While troubleshooting the connection, they re-terminated the cable that fed the house. They left the TV on, and thought it was odd that the TV didn’t lose its picture when they did that. When there was no change, they realized that they re-terminated the wrong cable – because they went to the wrong distribution box on the street. When they finally found the right distribution box, they noticed that the tap was completely underwater, and maybe that was causing my signal to be so bad…
The bumbling twosome then called in a ticket to get the tap replaced.
And they almost left without the new DVR that they swapped in and swapped out. I had to flag them down as they were leaving to give it back to them.
After they left, I went ahead and rewired all of the connections on the back of the unit. Left and right (red and white) were swapped, one pair of audio outputs went to a video output that didn’t match, and it was just a mess. It looked like the guy just filled RCA connectors with whatever cable he could find. It’s a wonder that it worked at all.
Gene, I feel your pain. I too have been screwed, blued, and tattooed by Cox. I have been with them since 96 and it wasn’t till a couple of years ago I really had it out with them. To make a long story short, several Cox “contractors” told me a bunch of stories why my internet speed dropped to almost dial up speeds. After paying for a new modem, having the house rewired, and having 3 more contractors coming over to the house, I finally got an actual Cox employee to come over and discover that the tap on the line was broken. They moved me to a new tap and my service was restored. With all that I learned some things I’m going to pass on to you.

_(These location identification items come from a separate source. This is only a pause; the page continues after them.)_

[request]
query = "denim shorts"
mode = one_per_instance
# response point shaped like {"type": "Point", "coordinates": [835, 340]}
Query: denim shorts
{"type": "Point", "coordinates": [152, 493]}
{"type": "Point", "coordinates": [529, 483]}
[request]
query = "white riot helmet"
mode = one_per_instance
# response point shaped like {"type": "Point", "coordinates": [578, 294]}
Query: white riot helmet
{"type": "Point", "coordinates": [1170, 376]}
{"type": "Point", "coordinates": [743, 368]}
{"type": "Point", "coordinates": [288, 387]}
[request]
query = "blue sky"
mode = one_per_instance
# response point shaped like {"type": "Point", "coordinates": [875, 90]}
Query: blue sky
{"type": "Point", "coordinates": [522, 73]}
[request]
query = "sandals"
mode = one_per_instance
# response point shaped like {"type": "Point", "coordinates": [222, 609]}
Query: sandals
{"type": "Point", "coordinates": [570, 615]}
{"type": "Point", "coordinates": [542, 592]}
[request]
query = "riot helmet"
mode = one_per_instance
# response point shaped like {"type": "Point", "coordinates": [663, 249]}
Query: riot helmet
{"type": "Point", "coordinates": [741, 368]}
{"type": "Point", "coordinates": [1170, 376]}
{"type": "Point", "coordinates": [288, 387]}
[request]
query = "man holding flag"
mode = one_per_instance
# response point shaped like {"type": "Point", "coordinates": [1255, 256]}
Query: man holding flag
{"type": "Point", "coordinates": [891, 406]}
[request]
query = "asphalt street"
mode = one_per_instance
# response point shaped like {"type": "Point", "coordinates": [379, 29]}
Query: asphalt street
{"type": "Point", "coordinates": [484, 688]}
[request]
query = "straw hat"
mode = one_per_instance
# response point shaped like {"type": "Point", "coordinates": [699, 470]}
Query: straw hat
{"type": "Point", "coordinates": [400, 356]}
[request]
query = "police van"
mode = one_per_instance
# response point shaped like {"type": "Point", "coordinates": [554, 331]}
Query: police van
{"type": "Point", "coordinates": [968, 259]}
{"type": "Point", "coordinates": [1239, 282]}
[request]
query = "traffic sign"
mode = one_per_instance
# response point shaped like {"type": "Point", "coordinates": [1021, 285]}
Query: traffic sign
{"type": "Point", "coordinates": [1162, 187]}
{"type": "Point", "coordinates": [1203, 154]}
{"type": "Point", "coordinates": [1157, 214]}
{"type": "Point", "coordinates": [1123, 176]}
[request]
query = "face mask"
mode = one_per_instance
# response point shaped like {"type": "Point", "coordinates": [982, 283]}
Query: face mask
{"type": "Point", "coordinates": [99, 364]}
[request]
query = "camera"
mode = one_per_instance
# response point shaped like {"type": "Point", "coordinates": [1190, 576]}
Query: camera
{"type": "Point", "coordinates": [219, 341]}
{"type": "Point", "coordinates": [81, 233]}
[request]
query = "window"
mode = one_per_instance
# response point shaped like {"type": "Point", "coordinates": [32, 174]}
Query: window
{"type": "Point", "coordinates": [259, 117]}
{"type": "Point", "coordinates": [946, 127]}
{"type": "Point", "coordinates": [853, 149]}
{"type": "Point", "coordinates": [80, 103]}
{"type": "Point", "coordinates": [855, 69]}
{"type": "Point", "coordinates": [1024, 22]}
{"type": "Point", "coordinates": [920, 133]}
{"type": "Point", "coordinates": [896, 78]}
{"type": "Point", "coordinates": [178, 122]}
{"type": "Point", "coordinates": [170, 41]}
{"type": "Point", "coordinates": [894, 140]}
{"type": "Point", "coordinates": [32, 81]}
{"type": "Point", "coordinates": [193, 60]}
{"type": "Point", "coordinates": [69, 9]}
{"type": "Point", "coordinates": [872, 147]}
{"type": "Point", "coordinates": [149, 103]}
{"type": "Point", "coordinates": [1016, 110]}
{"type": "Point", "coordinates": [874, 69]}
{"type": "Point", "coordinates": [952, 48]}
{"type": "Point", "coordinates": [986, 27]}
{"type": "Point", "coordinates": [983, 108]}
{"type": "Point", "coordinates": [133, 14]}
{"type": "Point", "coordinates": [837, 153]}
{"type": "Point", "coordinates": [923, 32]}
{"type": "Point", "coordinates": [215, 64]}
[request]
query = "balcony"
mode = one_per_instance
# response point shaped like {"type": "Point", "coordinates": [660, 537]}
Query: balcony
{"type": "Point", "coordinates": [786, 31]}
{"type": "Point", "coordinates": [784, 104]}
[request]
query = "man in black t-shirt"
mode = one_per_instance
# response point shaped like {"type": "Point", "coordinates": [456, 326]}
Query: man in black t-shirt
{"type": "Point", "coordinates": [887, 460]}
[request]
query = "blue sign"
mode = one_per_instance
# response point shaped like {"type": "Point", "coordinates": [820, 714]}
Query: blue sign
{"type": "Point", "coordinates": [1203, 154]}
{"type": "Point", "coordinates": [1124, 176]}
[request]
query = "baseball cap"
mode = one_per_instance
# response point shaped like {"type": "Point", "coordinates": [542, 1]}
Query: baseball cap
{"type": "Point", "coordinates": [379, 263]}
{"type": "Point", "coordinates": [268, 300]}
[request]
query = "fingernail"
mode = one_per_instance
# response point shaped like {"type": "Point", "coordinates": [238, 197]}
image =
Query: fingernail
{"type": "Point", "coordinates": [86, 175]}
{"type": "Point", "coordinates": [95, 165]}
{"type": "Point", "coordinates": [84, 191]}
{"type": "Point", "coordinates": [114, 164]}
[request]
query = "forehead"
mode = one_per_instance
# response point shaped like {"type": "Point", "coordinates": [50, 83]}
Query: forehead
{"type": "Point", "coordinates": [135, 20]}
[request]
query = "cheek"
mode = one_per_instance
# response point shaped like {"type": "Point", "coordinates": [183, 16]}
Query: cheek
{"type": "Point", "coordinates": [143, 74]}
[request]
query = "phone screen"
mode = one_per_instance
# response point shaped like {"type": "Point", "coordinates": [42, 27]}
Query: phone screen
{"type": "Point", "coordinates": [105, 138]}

Let Cox know you will REFUSE any contractor and that you only want Cox employees. They will argue at first, but then they will give in and send a real Cox installer.
If you have problems with your speed and it isn’t your computer or router that is the culprit, upgrade to the fastest speed Cox offers and they will come out and fix it. Then immediately CANCEL the upgrade. I had to do this to get my problem resolved.
If you have any of them promise to give you credit, record the conversation or have them email you confirmation. I was promised a month credit and was never given it and customer service said it was never on my account. The installer who promised that stopped returning my calls.
You are right about them being the only game in town. In the beginning I had to put up with 2 Cox engineers and 2 CompUSA employees standing in my home office looking at my Mac running OS 9 and scratching their heads. They told me that Mac’s couldn’t use ethernet and I almost smacked them. I told them to wire the house and then leave after they have the cable modem up and running and hooked it up myself. That was back in the days when they gave you a static IP.
@Gene:
I use cable just for the Internet, but you may be using it for regular cable as well. However, with Apple TV or Roku, what’s the need for cable?
Eye TV looks great on my 24″ Apple cinema display and I’m thinking I can use airplay to transfer all the OTA channels I get to my 51″ LCD HDTV.
Panasonic has a BT device that connects your cellphone to a base station, from where you can feed off handsets and make/receive calls thru regular-looking phones. You may connect 2 cellphones to the base.
For faxing, I use eFax at $50 annually. I scan all my outgoing faxes, if they aren’t letters or other files on my Mac; the incoming faxes are send to my email account in a PDF format, which I sometime print as needed, or save them in my HDD.
Maybe I’m just tired of them Cable Guys.
@barryotoole, When Apple TV offers more than support for two networks and introduces a subscription service that lets me see several shows a day with going broke on rental fees, maybe. But not yet.